UFCWiadomości MMA

Dziennik MMA – 22 kwietnia 2015

Najciekawsze wiadomości MMA z Polski i zagranicy z 22 kwietnia 2015.

Barboza zejdzie do piórkowej?

Passa dwóch dobrych zwycięstw Edsona Barbozy – nad Evanem Dunhamem i Bobbym Greenem – została zastopowana przez rozpędzonego Michaela Johnsona, który na UFC Fight Night 61 nieustanną presją całkowicie niemal wyłączył ofensywę Brazylijczyka. Teraz Junior jest już gotowy do powrotu, o czym opowiedział w rozmowie z MMAJunkie.

Potrzebuję teraz walki. Nie ma znaczenia, kto będzie moim rywalem i który będzie w rankingu. Chcę walczyć, bo przegrałem poprzedni pojedynek. Koncentruję się na tym, aby powrócić mocniejszym i zwyciężyć.

Barboza nie wywołał do walki żadnego przeciwnika, ale na wzmiankę o Nathanielu Diazie zareagował z wielką radością.

To mi się podoba. To byłaby dobra walka. Mam teraz na twarzy wielki uśmiech.

Z której strony by nie spojrzeć, wydaje się, że konfrontacja z młodszym Diazem byłaby dla Edsona błogosławieństwem – stocktończyk to nadal bowiem bardzo mocne marketingowo nazwisko, ale stylistycznie rywal dla Barbozy niezbyt wymagający – przynajmniej na papierze.

Najbardziej jednak Barboza zaskoczył stwierdzeniem, że bierze pod uwagę zejście do kategorii piórkowej.
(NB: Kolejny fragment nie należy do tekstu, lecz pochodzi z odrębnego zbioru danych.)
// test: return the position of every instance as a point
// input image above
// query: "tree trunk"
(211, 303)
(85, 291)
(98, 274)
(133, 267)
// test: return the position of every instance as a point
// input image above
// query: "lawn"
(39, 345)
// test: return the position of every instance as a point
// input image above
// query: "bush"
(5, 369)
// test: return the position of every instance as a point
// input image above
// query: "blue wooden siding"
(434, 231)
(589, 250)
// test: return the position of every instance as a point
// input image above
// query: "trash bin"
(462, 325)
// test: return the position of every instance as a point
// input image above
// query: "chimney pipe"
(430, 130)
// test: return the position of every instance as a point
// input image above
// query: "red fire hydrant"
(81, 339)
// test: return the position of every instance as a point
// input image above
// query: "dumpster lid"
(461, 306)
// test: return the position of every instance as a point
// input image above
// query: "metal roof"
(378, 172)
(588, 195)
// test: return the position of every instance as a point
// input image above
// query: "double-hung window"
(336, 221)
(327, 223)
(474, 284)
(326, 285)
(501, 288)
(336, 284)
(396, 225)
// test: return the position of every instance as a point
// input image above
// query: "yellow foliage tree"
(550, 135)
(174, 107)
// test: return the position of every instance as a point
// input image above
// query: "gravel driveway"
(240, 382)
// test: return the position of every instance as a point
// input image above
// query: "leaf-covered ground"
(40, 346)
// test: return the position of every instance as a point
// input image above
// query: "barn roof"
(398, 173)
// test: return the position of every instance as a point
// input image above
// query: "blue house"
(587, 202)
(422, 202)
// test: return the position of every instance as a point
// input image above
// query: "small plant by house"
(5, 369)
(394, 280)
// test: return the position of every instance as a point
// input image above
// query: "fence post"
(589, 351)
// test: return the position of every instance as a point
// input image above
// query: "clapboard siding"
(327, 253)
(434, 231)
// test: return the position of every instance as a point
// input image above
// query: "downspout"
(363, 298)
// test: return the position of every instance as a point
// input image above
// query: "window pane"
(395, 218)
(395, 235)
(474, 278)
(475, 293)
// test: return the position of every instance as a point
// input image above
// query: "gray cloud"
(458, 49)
Wiem, że większość gości jest większych ode mnie w kategorii 155 funtów. Jestem bardzo lekki jak na 155. Dzisiaj ważę jakieś 176-177 funtów – bardzo mało. Gdybym miał dobrą propozycję w 145 lbs, nie ma problemu, bo 155 jest dla mnie bardzo łatwe.
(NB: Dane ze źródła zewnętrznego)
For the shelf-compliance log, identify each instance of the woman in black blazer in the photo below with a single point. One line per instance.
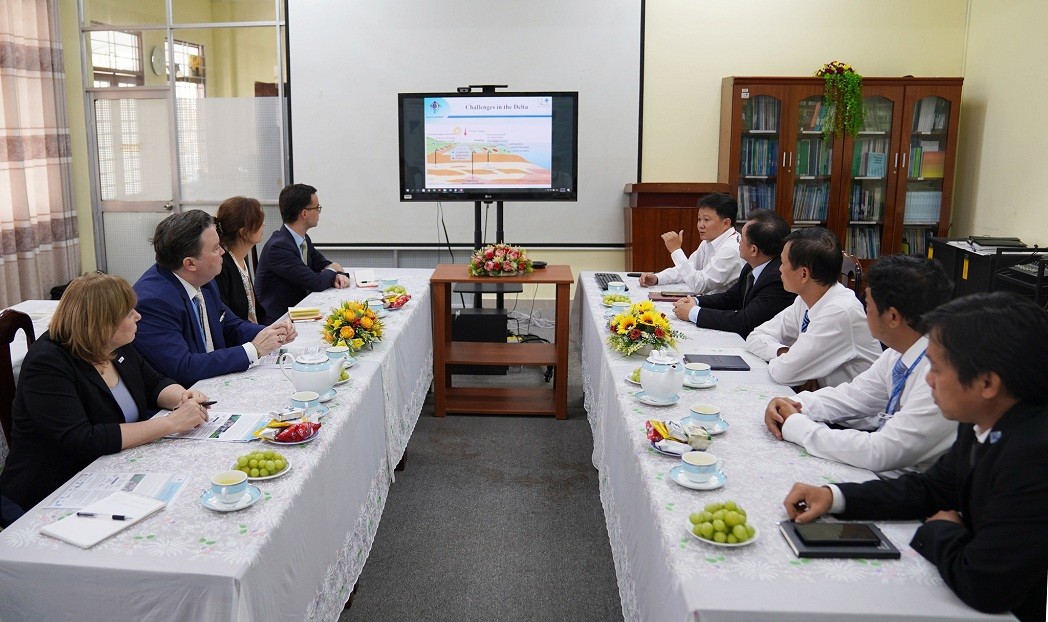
(239, 222)
(84, 392)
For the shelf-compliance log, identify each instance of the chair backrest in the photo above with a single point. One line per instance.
(11, 323)
(851, 275)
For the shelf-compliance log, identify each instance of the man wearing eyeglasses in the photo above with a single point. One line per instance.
(290, 266)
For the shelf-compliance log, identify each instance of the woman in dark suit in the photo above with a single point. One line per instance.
(239, 222)
(84, 392)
Przyznaję, że tego się zupełnie nie spodziewałem. Nigdy nie przemknęło mi nawet przez myśl, że Barboza jest mały w porównaniu do swoich rywali – zawsze miałem zgoła odwrotne wrażenie. No, ale skoro zapewnia, że byłby w stanie to zrobić, to… może kiedyś doczekamy się Barboza vs Holloway? Choć, nie powiem, pisząc to, jakoś nie mogę odsunąć od siebie poczucia całkowitej abstrakcji i swoistej dziwaczności, wyobrażając sobie Brazylijczyka w konfrontacji z małymi-chudymi piórkowymi.

| naiver |

Brown vs Means na UFC 189

Arcyciekawe starcie dwóch bodaj największych w UFC specjalistów od łokci zostało oficjalnie dodane do rewelacyjnie zapowiadającej się rozpiski gali UFC 189, która odbędzie się 11 lipca w Las Vegas. Chodzi oczywiście o batalię rozpędzonego czterema kolejnymi zwycięstwami Tima Meansa (24-6-1) z powracającym po dwóch porażkach ze elitą kategorii półśredniej – Robbiem Lawlerem i Johnym Hendricksem – Mattem Brownem (19-13).
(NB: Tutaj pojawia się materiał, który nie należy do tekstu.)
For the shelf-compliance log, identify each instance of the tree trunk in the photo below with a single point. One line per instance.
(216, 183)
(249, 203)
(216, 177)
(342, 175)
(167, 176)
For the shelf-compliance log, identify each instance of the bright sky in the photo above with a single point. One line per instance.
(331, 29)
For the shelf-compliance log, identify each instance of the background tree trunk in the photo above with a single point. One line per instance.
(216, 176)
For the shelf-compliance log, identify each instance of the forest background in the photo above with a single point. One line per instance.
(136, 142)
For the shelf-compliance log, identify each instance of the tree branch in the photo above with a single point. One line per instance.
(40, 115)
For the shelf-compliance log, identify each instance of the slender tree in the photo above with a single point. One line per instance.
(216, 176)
Faworyta należy upatrywać w Brownie, przede wszystkim z uwagi na to, że jest bardziej konsekwentny w tym, co robi, nie miewając przestojów, co zdaje się być największym problemem Meansa. Nieśmiertelny od wielu pojedynków walczy w podobny sposób, a receptę na niego znaleźli dotychczas jedynie wspomniani Lawler – dzięki bardziej technicznej i zróżnicowanej stójce – oraz Hendricks – dzięki zapasom. Means stylistycznie nie przypomina ani jednego, ani drugiego, ale… gdy wchodzi na obroty, gdy podkręca tempo, gdy przypomina sobie, po co wszedł do oktagonu, wtedy jest piekielnie niebezpieczny ze swoimi doskonały prostymi, frontalnymi kopnięciami na korpus (wrażliwe miejsce Browna…) oraz morderczymi łokciami pod siatką.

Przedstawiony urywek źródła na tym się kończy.